SMSF Professionals Association of Australia’s Graeme Colley last week pointed to ATO statistics as evidence that “gearing is not the issue its critics allege”.

“According to ATO statistics, geared property in SMSFs makes up less than one half of one per cent (0.4848 per cent) of their total investments,” said Mr Colley.

But as far as Mr Baker is concerned, using those statistics is akin to looking into the night sky and drawing conclusions about the stars.

“That light has been travelling for a thousand years and you’re looking into the past. It’s the same with SMSF data – you’re looking into the past,” he said.
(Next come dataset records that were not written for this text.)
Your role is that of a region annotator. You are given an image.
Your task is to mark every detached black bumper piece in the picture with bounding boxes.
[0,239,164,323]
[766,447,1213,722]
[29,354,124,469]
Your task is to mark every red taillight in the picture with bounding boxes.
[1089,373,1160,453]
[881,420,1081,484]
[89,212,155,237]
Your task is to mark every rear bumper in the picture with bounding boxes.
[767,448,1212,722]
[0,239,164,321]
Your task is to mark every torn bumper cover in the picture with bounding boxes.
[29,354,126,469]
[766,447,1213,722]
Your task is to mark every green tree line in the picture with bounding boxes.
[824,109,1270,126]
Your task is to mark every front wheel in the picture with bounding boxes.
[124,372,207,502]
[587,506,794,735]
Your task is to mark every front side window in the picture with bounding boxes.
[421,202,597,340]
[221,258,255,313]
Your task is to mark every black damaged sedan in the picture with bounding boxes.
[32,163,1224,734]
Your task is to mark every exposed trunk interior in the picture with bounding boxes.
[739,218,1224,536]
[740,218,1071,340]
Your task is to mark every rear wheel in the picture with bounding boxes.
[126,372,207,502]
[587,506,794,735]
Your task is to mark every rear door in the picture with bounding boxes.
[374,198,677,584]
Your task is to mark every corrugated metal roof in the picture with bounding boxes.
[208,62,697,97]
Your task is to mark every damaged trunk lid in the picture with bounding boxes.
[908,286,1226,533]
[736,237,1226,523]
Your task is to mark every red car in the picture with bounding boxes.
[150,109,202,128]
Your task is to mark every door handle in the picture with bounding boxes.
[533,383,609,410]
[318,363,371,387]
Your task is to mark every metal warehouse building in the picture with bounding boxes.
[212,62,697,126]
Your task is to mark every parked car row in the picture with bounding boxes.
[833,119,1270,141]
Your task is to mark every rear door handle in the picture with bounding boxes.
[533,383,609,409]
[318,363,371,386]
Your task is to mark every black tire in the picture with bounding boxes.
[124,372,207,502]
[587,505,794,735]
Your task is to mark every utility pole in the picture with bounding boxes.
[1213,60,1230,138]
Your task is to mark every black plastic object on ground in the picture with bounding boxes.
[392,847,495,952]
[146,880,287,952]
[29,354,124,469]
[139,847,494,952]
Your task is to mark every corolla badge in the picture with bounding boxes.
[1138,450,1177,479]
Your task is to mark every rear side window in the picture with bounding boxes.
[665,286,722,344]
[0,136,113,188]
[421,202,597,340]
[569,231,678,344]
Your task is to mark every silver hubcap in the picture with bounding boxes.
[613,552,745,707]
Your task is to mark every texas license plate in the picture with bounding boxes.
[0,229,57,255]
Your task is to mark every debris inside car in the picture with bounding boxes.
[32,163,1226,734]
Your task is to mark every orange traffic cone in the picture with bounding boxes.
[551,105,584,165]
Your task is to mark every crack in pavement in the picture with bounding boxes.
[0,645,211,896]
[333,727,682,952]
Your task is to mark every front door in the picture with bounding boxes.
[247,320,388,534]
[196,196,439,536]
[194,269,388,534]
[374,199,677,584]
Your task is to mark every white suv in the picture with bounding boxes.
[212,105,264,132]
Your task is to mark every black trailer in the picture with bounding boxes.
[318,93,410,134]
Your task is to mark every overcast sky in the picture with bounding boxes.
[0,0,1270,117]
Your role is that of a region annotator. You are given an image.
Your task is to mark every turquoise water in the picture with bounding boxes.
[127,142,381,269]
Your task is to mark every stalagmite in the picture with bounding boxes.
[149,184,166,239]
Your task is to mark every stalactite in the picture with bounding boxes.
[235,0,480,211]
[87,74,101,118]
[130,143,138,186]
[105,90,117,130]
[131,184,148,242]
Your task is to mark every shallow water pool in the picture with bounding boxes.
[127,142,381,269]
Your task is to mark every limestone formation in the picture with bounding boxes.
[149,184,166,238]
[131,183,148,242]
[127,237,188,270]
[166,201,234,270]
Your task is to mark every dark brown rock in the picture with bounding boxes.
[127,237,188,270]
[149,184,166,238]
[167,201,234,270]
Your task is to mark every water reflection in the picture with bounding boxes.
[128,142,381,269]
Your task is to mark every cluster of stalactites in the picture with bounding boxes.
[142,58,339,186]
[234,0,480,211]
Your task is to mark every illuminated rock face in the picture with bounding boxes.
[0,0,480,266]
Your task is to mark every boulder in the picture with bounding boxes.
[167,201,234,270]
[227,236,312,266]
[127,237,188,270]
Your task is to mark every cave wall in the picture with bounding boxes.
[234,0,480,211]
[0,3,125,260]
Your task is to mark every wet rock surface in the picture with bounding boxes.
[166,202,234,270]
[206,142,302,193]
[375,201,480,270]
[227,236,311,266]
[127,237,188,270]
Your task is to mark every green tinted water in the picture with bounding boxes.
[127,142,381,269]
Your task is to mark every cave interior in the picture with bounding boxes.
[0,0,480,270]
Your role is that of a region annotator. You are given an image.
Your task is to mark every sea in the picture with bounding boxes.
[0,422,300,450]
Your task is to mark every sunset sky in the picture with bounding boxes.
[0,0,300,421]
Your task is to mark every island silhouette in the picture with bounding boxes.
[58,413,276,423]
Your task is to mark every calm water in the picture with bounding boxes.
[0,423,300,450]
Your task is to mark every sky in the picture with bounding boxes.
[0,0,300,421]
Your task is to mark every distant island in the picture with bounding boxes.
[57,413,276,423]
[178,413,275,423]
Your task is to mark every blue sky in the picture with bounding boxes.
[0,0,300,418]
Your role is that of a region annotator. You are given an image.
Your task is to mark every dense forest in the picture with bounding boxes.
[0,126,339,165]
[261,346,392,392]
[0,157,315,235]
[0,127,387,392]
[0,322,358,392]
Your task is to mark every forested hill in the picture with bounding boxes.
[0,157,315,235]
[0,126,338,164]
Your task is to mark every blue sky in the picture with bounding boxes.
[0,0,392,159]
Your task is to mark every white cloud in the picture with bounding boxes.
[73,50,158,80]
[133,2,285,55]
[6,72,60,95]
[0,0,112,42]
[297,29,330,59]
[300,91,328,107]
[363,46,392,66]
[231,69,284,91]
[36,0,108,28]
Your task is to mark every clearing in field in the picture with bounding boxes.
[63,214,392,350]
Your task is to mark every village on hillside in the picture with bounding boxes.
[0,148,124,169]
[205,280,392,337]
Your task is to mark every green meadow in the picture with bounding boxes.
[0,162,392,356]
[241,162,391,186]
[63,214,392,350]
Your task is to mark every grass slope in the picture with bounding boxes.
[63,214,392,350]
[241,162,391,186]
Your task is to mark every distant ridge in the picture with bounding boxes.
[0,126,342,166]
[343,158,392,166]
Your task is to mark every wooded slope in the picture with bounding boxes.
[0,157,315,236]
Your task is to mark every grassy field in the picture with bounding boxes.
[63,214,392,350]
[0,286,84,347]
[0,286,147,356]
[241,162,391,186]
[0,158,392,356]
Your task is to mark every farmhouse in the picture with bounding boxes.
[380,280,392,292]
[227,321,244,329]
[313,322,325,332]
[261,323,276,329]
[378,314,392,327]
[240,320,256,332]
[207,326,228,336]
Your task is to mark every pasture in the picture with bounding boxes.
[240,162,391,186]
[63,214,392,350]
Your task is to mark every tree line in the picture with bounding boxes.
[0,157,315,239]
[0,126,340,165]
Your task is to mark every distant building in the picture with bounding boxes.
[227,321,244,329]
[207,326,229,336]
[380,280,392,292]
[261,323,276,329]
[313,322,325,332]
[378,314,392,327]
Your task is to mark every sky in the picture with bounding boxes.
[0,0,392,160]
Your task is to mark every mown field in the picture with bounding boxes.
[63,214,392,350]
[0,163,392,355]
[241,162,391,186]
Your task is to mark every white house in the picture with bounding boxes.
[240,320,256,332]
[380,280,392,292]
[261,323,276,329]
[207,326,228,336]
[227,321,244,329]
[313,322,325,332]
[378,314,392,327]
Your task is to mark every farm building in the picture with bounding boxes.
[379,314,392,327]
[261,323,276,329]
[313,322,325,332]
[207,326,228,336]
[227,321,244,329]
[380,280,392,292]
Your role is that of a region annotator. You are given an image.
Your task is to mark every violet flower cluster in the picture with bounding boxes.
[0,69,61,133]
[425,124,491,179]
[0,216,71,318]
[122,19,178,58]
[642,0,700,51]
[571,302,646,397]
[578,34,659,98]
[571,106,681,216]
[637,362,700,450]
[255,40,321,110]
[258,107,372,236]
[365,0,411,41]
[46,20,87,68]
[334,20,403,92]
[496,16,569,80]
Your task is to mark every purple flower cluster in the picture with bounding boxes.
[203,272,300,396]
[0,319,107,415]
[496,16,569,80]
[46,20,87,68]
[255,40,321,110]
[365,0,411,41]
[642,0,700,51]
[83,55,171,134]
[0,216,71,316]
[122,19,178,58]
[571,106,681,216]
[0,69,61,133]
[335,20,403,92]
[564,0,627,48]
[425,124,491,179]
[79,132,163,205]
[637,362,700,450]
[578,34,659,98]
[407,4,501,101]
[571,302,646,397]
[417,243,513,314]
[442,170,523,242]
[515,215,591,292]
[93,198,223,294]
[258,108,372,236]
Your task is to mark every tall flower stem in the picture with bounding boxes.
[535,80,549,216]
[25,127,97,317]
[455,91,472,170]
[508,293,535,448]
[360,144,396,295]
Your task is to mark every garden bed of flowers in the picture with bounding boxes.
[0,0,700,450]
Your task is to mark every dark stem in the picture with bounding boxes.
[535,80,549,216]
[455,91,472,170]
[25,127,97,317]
A more up-to-date indicator of SMSF property gearing might be lending activity, he said – pointing to the RBA’s comments in March that bank lending to SMSFs has grown in recent years.

“You’ll see on most lenders’ websites now there’s an SMSF lending product,” said Mr Baker.

“Overall credit growth has been pretty slow, so lenders are looking for which part of the credit market is growing,” said Mr Baker.

Lenders are also creating more product for the demand, which is adding fuel to the fire, he said.

An ‘eye-catching’ case in point is the recent issue of the first commercial mortgage-backed security (CMBS) since 2011 by specialist lender Liberty Financial, wrote Mr Baker in his recent ‘Trialogue’ column.

Twenty-seven per cent of the $250 million CMBS pool comprised of SMSF loans, he said.

“It suggests that if a small lender like Liberty is already securitising SMSF loans, there is a fair bit of movement at the SMSF gearing ranch,” said Mr Baker.

“A lot can happen in two years when a product push is on,” he added.